Поздние новеллы | страница 53
— Погоди, Анна, погоди, ни слова больше, что ты такое говоришь, я не могу этого слышать! Ты плачешь вместе со мной, твоя забота полна любви, но то, что ты говоришь, твои предложения, они невозможны, они мне отвратительны. Изгнать его? Отослать? Куда завела тебя твоя заботливость! Ты говоришь о прекрасной природе, но своими немыслимыми требованиями бьешь ее по лицу, ты хочешь, чтобы я ударила ее по лицу, задушив болезненную весну, которой она чудесным образом одарила меня! Какой это был бы грех, к тому же какая неблагодарность, какое предательство по отношению к ней, к природе, и какое отступление от веры в ее благое всемогущество! Помнишь Сару, как та согрешила? Она рассмеялась про себя, стоя у входа, и сказала: «Мне ли, когда я состарилась, иметь сие вожделение? И господин мой стар». Тогда сказал в сердцах Бог, Господь: «Отчего это рассмеялась Сара?» По моему мнению, она рассмеялась не столько из-за своего собственного иссякшего возраста, сколько потому, что и Авраам, ее господин, был так стар и в летах преклонных, уже девяносто девять. Какая женщина не рассмеялась бы при мысли об утолении вожделения с девяностодевятилетним, хотя любовная жизнь мужчин и не так строго ограничена, как женская. Мой же господин молод, цветуще-молод, и насколько же легче и завлекательнее мне мысль о том… Ах, Анна, верное мое дитя, я имею сие вожделение, постыдное, скорбное вожделение в крови, в желаниях и не могу отделаться от него, не могу бежать в Таунус, а если ты уговоришь уехать Кена, — мне кажется, я возненавижу тебя до самой смерти!
Велика была боль, с какой Анна слушала эти безудержные, опьяненные слова.
— Моя дорогая мама, — подавленно сказала она, — ты очень взволнована. Сейчас тебе необходим покой и сон. Прими с водой двадцать капель валерианы, даже двадцать пять.

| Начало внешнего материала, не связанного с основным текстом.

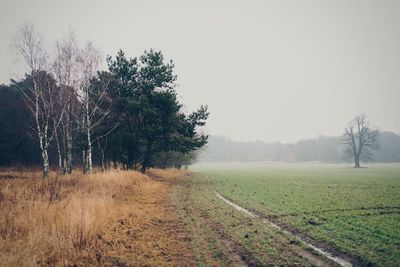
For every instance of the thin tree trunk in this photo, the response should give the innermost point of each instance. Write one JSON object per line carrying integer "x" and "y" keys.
{"x": 89, "y": 139}
{"x": 60, "y": 159}
{"x": 69, "y": 148}
{"x": 146, "y": 159}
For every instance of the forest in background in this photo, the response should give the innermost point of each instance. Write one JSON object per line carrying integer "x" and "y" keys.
{"x": 66, "y": 111}
{"x": 322, "y": 149}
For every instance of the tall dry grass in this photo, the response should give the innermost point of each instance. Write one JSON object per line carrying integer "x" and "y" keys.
{"x": 61, "y": 222}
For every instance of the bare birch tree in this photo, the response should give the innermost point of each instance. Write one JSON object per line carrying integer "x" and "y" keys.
{"x": 66, "y": 70}
{"x": 360, "y": 138}
{"x": 40, "y": 96}
{"x": 95, "y": 104}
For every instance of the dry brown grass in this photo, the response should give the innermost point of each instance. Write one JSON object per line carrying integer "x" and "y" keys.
{"x": 168, "y": 174}
{"x": 61, "y": 222}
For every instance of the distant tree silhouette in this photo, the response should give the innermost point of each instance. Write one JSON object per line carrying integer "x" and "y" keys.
{"x": 360, "y": 139}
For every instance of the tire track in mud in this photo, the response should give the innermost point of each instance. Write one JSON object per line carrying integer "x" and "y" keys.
{"x": 234, "y": 253}
{"x": 342, "y": 261}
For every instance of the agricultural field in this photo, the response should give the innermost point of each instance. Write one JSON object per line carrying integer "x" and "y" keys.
{"x": 354, "y": 213}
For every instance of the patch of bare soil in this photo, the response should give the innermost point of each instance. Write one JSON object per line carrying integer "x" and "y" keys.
{"x": 151, "y": 234}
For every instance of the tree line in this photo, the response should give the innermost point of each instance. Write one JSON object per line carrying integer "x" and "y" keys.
{"x": 66, "y": 110}
{"x": 319, "y": 149}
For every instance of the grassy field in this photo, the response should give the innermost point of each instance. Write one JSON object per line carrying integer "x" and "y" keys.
{"x": 353, "y": 211}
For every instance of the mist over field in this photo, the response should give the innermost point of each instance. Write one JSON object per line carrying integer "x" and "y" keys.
{"x": 319, "y": 149}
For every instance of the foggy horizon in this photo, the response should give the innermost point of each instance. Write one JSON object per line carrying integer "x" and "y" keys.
{"x": 270, "y": 71}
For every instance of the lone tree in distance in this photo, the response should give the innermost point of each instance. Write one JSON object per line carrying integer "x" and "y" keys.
{"x": 360, "y": 138}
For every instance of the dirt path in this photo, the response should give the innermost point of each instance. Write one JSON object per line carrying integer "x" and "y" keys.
{"x": 151, "y": 234}
{"x": 337, "y": 259}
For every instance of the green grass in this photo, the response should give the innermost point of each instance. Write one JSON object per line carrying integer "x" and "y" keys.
{"x": 357, "y": 211}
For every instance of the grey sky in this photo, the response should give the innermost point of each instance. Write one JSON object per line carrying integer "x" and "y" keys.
{"x": 268, "y": 70}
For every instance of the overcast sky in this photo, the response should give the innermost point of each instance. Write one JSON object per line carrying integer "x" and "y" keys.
{"x": 268, "y": 70}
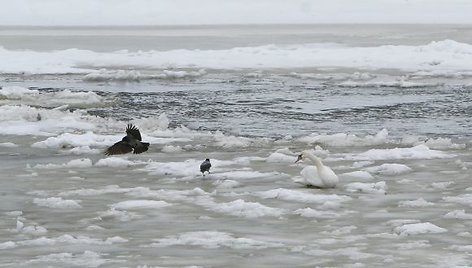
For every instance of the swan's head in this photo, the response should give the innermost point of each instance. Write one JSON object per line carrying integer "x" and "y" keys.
{"x": 302, "y": 156}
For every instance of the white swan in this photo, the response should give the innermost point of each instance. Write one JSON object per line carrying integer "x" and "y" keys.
{"x": 319, "y": 175}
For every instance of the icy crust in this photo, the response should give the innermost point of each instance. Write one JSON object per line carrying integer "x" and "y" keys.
{"x": 418, "y": 228}
{"x": 437, "y": 56}
{"x": 104, "y": 75}
{"x": 74, "y": 131}
{"x": 214, "y": 239}
{"x": 64, "y": 98}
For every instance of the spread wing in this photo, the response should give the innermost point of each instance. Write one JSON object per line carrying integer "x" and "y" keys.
{"x": 133, "y": 131}
{"x": 120, "y": 147}
{"x": 205, "y": 166}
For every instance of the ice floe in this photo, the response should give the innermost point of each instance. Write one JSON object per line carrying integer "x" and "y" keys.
{"x": 139, "y": 204}
{"x": 389, "y": 169}
{"x": 418, "y": 228}
{"x": 57, "y": 202}
{"x": 377, "y": 187}
{"x": 214, "y": 239}
{"x": 418, "y": 203}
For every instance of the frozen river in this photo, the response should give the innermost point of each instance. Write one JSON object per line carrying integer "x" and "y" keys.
{"x": 386, "y": 107}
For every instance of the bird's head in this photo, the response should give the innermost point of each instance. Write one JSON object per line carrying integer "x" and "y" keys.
{"x": 302, "y": 156}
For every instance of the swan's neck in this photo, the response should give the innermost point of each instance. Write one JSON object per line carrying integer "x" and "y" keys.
{"x": 315, "y": 160}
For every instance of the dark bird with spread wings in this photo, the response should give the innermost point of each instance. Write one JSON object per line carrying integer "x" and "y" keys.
{"x": 130, "y": 143}
{"x": 205, "y": 166}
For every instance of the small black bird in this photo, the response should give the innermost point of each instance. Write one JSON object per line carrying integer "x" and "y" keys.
{"x": 205, "y": 166}
{"x": 130, "y": 142}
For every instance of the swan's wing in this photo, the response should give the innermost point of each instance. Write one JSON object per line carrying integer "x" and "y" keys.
{"x": 310, "y": 176}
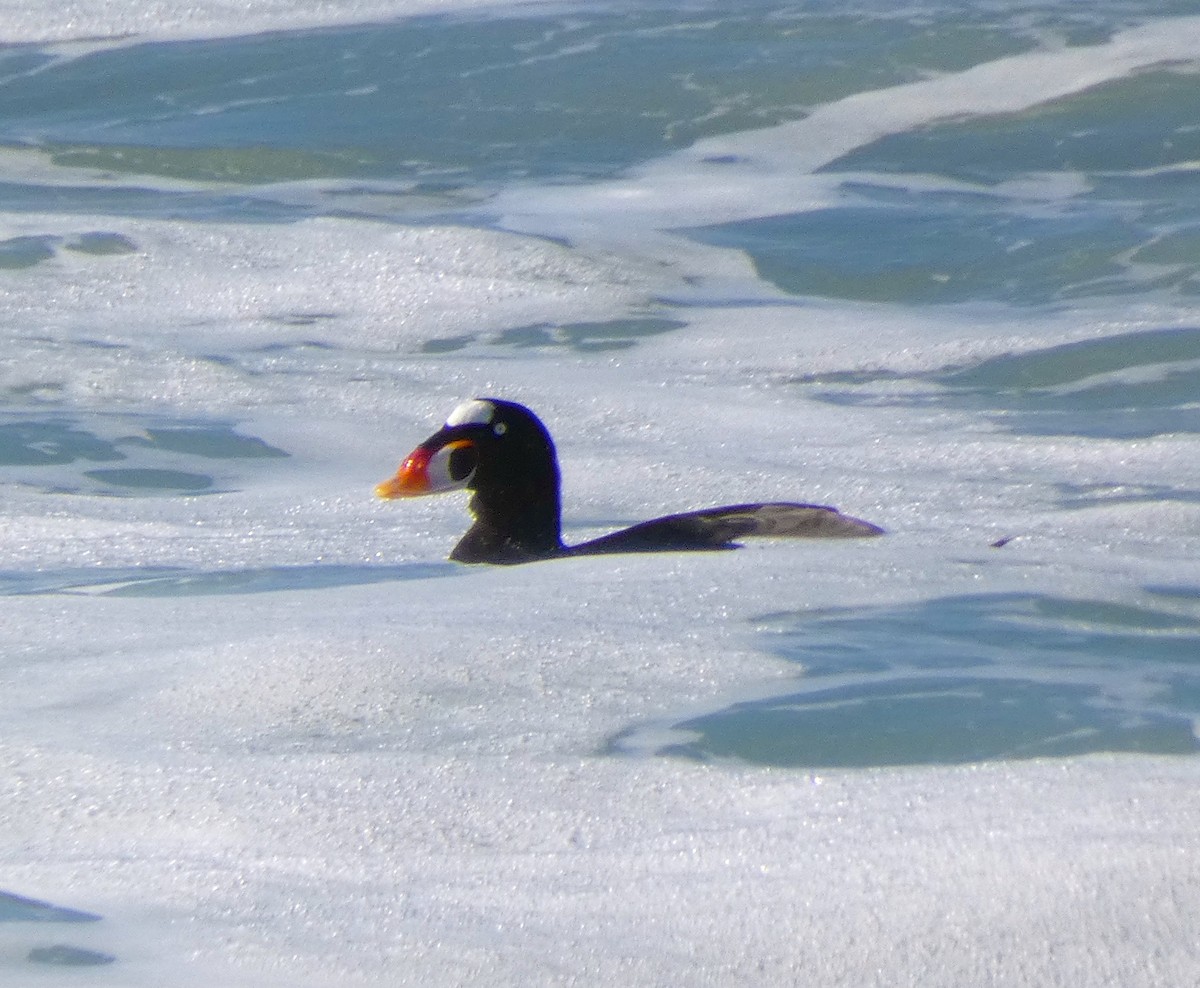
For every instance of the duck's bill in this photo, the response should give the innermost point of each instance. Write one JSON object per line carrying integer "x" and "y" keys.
{"x": 431, "y": 469}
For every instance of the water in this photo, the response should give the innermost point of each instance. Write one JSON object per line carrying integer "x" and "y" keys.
{"x": 934, "y": 264}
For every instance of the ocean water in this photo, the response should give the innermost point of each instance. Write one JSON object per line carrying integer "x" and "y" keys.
{"x": 937, "y": 264}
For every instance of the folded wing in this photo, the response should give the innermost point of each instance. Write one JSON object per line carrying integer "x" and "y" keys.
{"x": 721, "y": 527}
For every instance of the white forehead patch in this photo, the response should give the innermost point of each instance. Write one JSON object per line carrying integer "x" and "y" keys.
{"x": 472, "y": 413}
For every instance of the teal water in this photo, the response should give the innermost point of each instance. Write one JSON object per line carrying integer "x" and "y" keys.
{"x": 1083, "y": 201}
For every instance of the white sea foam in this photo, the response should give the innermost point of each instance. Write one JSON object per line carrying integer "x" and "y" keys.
{"x": 401, "y": 783}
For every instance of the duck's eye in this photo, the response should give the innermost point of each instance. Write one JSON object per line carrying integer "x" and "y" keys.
{"x": 462, "y": 462}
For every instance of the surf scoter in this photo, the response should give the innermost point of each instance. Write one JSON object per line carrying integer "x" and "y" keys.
{"x": 503, "y": 453}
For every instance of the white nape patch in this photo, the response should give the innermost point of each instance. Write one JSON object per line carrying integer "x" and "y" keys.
{"x": 473, "y": 412}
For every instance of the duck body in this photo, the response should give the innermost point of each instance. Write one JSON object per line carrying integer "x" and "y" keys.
{"x": 502, "y": 453}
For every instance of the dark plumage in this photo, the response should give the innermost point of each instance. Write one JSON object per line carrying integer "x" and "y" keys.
{"x": 503, "y": 453}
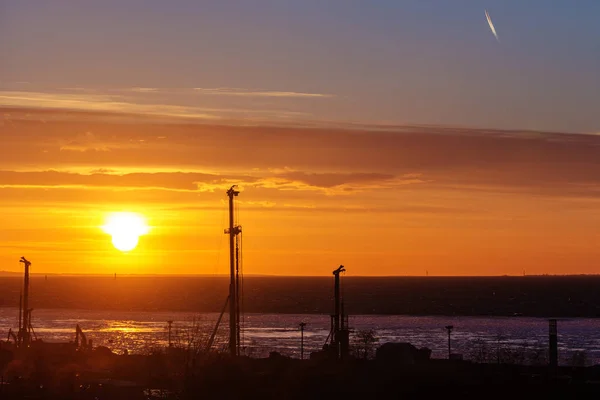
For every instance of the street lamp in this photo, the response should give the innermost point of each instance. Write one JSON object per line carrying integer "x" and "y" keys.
{"x": 302, "y": 325}
{"x": 449, "y": 329}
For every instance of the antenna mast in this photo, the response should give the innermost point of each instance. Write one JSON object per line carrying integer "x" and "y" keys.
{"x": 24, "y": 328}
{"x": 233, "y": 231}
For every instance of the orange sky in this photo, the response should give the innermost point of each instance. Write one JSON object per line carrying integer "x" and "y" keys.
{"x": 399, "y": 201}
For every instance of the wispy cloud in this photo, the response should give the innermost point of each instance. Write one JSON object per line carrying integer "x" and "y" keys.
{"x": 257, "y": 93}
{"x": 119, "y": 104}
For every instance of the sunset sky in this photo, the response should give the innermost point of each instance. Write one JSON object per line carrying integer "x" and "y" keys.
{"x": 393, "y": 137}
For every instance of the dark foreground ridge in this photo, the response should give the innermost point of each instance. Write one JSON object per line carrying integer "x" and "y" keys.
{"x": 99, "y": 374}
{"x": 535, "y": 296}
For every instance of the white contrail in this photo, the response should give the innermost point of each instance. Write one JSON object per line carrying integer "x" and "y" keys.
{"x": 491, "y": 24}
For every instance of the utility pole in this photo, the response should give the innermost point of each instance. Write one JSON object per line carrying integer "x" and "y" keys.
{"x": 170, "y": 324}
{"x": 232, "y": 231}
{"x": 25, "y": 320}
{"x": 302, "y": 325}
{"x": 449, "y": 329}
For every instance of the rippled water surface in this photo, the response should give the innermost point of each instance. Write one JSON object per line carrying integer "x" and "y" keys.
{"x": 138, "y": 331}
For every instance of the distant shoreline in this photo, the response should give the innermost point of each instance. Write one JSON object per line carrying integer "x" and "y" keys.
{"x": 111, "y": 275}
{"x": 572, "y": 296}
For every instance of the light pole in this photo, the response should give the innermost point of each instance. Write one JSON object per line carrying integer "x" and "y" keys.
{"x": 449, "y": 329}
{"x": 170, "y": 323}
{"x": 302, "y": 325}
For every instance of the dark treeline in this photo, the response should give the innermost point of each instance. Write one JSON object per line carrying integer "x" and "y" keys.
{"x": 541, "y": 296}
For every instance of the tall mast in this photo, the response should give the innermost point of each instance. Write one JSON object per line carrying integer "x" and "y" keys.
{"x": 233, "y": 230}
{"x": 25, "y": 320}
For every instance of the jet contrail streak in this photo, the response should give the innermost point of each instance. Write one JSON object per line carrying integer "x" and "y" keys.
{"x": 491, "y": 24}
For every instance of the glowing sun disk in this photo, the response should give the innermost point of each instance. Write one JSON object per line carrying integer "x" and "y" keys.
{"x": 125, "y": 229}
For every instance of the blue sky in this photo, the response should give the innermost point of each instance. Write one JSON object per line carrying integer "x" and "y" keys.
{"x": 401, "y": 62}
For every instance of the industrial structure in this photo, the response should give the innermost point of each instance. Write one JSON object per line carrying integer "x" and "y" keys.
{"x": 25, "y": 329}
{"x": 338, "y": 341}
{"x": 234, "y": 274}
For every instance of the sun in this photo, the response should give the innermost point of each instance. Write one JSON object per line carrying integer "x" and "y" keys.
{"x": 125, "y": 229}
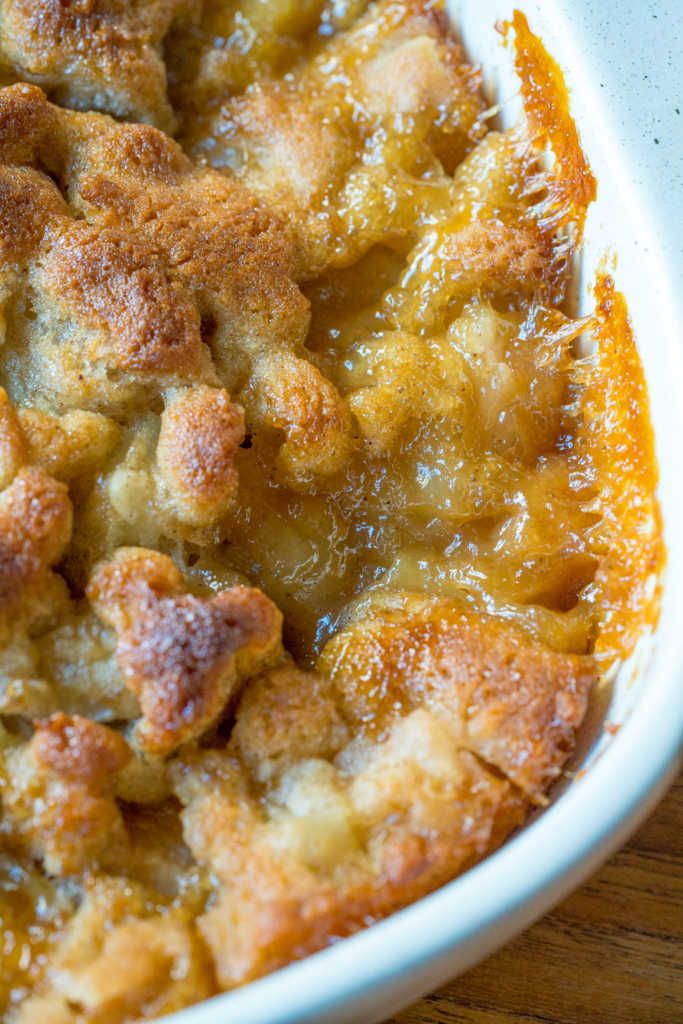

Это безобидное средство часто хорошо помогает. И смею тебя заверить, что по собственному почину не предприму ничего такого, чему противится твое чувство. Пусть это заверение послужит твоему спокойствию, ради которого я готова на все! Если я пренебрежительно говорила о Китоне, которого уважаю как предмет твоей привязанности, хотя должна бы проклинать его как источник твоих страданий, то ты поймешь: тем самым я лишь старалась способствовать тому, чтобы ты успокоилась. За доверие я бесконечно тебе благодарна и надеюсь, даже твердо верю, что признанием мне ты несколько облегчила душу. Возможно, оно станет предпосылкой твоего выздоровления… я хочу сказать, спокойствия. Эта любимая, жизнерадостная, такая дорогая всем нам душа придет в себя. Она любит, страдая… Ты не думаешь, что, скажем, со временем она могла бы научиться любить без страдания, в согласии с разумом? Видишь ли, любовь… — Анна говорила это, бережно ведя мать в спальню, чтобы накапать ей в стакан валерианы. — Любовь может таить в себе все, что угодно, столько всего покрывается ее именем, и все-таки она всегда остается собой! Например, любовь матери к сыну… Я знаю, Эдуард тебе не особенно близок… но эта любовь может быть очень искренней, очень страстной, она может мягко, но отчетливо отличаться от любви к ребенку того же пола и все же ни на секунду не выходить за рамки материнской. Что, если ты используешь тот факт, что Кен мог бы быть твоим сыном, дабы перевести испытываемую тобой нежность в материнство, на благо себе поселишь ее в материнском лоне?